If your plants are not getting enough magnesium they will start to develop brown spotting on the leaf tips and margins, between darker green veins there will be some yellowing as the deficiency progresses the leaf tips will turn brown, curl upward and eventually die. In severe cases the whole plant could turn a yellow/white shaded color before dying.

So what causes a magnesium deficiency?  In soil applications there is usually magnesium in the soil but unavailable to the plants because the soil is too cold, wet or acidic. It can also be trapped in the soil if the EC is too high, the root system of the plant is too small or there is an excess of nitrogen, potassium, and calcium.

How can you fix this? Add a Calcium- Magnesium supplement to your plant


Is your plant getting too much?

This is a very rare problem, and very hard to see but in extreme cases of magnesium build up in the medium there will be conflicts with other nutrients such as calcium.


Calcium is needed as much as all major nutrients in all fast growing plants. Calcium is responsible for aiding in cell manufacturing, growth, and building strong root and cellular walls.  It also helps keep cell reliability and membrane permeability to ensure proper flow of sugars and nitrogen.

So is your plant getting enough?

Calcium deficiencies are somewhat uncommon in indoor gardens, but are still possible. Since plants can frequently use more calcium than is what available and it can be washed out of the leaves when are sprayed with water. When a plant is lacking in calcium the plant will start to have weak stems, the leaves will be a darker green, and new growth will be stunted. Pay attention to the new growth on your plant, if the plant is not getting enough calcium it will start to get a yellow or purple hue on the shoots.

What causes this?

Humidity when maxed out causes the stomata of the plant to close and transpiration in the plant stops making the calcium unavailable to the plant.
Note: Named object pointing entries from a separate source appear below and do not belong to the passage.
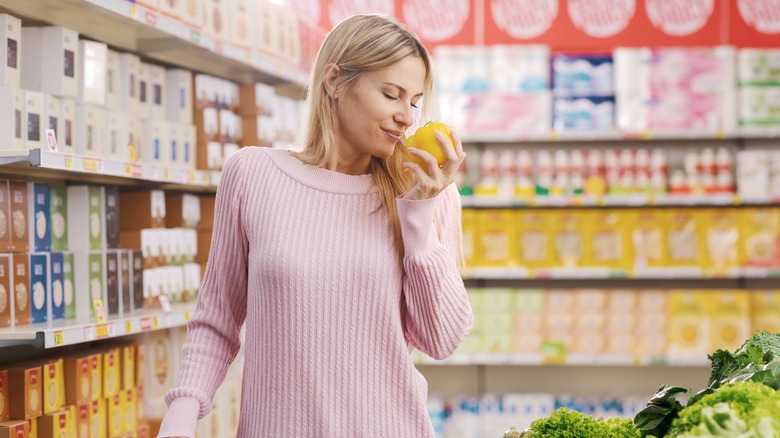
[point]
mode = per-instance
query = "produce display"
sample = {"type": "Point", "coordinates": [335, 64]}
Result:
{"type": "Point", "coordinates": [741, 401]}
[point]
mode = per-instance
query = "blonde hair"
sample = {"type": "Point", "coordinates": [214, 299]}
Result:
{"type": "Point", "coordinates": [359, 44]}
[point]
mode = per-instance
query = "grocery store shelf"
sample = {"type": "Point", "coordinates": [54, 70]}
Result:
{"type": "Point", "coordinates": [59, 166]}
{"type": "Point", "coordinates": [593, 136]}
{"type": "Point", "coordinates": [125, 25]}
{"type": "Point", "coordinates": [618, 201]}
{"type": "Point", "coordinates": [514, 359]}
{"type": "Point", "coordinates": [68, 332]}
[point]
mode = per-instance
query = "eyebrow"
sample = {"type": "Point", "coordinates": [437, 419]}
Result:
{"type": "Point", "coordinates": [403, 90]}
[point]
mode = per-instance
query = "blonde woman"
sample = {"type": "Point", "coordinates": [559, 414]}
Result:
{"type": "Point", "coordinates": [340, 259]}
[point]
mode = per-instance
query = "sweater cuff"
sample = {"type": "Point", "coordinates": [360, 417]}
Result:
{"type": "Point", "coordinates": [181, 419]}
{"type": "Point", "coordinates": [417, 225]}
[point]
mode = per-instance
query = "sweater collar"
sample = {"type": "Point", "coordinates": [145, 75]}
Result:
{"type": "Point", "coordinates": [319, 178]}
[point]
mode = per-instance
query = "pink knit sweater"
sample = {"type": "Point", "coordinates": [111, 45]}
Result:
{"type": "Point", "coordinates": [331, 314]}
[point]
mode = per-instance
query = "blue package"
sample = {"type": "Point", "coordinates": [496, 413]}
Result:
{"type": "Point", "coordinates": [39, 287]}
{"type": "Point", "coordinates": [57, 285]}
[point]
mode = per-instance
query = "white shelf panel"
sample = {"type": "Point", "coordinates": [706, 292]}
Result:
{"type": "Point", "coordinates": [593, 136]}
{"type": "Point", "coordinates": [79, 167]}
{"type": "Point", "coordinates": [511, 359]}
{"type": "Point", "coordinates": [135, 28]}
{"type": "Point", "coordinates": [69, 332]}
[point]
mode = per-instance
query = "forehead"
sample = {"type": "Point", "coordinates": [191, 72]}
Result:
{"type": "Point", "coordinates": [408, 73]}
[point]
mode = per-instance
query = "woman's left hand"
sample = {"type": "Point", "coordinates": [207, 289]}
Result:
{"type": "Point", "coordinates": [428, 185]}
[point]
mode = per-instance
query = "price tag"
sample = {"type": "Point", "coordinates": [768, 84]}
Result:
{"type": "Point", "coordinates": [89, 333]}
{"type": "Point", "coordinates": [100, 314]}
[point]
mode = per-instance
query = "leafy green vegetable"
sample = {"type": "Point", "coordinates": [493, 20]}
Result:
{"type": "Point", "coordinates": [760, 349]}
{"type": "Point", "coordinates": [661, 410]}
{"type": "Point", "coordinates": [740, 410]}
{"type": "Point", "coordinates": [563, 423]}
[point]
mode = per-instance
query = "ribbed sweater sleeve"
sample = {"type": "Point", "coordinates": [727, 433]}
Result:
{"type": "Point", "coordinates": [438, 316]}
{"type": "Point", "coordinates": [213, 331]}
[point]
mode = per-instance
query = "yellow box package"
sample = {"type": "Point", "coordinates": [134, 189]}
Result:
{"type": "Point", "coordinates": [535, 239]}
{"type": "Point", "coordinates": [760, 229]}
{"type": "Point", "coordinates": [496, 238]}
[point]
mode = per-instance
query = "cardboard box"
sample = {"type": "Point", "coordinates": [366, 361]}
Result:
{"type": "Point", "coordinates": [118, 136]}
{"type": "Point", "coordinates": [25, 392]}
{"type": "Point", "coordinates": [85, 206]}
{"type": "Point", "coordinates": [144, 91]}
{"type": "Point", "coordinates": [69, 284]}
{"type": "Point", "coordinates": [10, 48]}
{"type": "Point", "coordinates": [52, 116]}
{"type": "Point", "coordinates": [21, 288]}
{"type": "Point", "coordinates": [19, 216]}
{"type": "Point", "coordinates": [54, 425]}
{"type": "Point", "coordinates": [137, 275]}
{"type": "Point", "coordinates": [33, 119]}
{"type": "Point", "coordinates": [56, 287]}
{"type": "Point", "coordinates": [178, 100]}
{"type": "Point", "coordinates": [5, 413]}
{"type": "Point", "coordinates": [58, 212]}
{"type": "Point", "coordinates": [15, 429]}
{"type": "Point", "coordinates": [113, 290]}
{"type": "Point", "coordinates": [6, 294]}
{"type": "Point", "coordinates": [125, 283]}
{"type": "Point", "coordinates": [11, 111]}
{"type": "Point", "coordinates": [113, 80]}
{"type": "Point", "coordinates": [39, 287]}
{"type": "Point", "coordinates": [91, 121]}
{"type": "Point", "coordinates": [129, 84]}
{"type": "Point", "coordinates": [78, 379]}
{"type": "Point", "coordinates": [111, 205]}
{"type": "Point", "coordinates": [5, 215]}
{"type": "Point", "coordinates": [53, 386]}
{"type": "Point", "coordinates": [50, 59]}
{"type": "Point", "coordinates": [39, 210]}
{"type": "Point", "coordinates": [68, 140]}
{"type": "Point", "coordinates": [140, 210]}
{"type": "Point", "coordinates": [92, 72]}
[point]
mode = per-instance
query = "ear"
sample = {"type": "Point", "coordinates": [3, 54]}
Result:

How to fix the problem: Make sure your humidity is under control, and if need be add a calcium- Magnesium supplement.


Do you have an excess?

Signs of having too much calcium are leaf wilting and possibly stunted growth. In hydroponic scenarios if there is an excess of calcium it will bind with sulfur in the water and cause the water to become cloudy and form a residue at the bottom of the reservoir.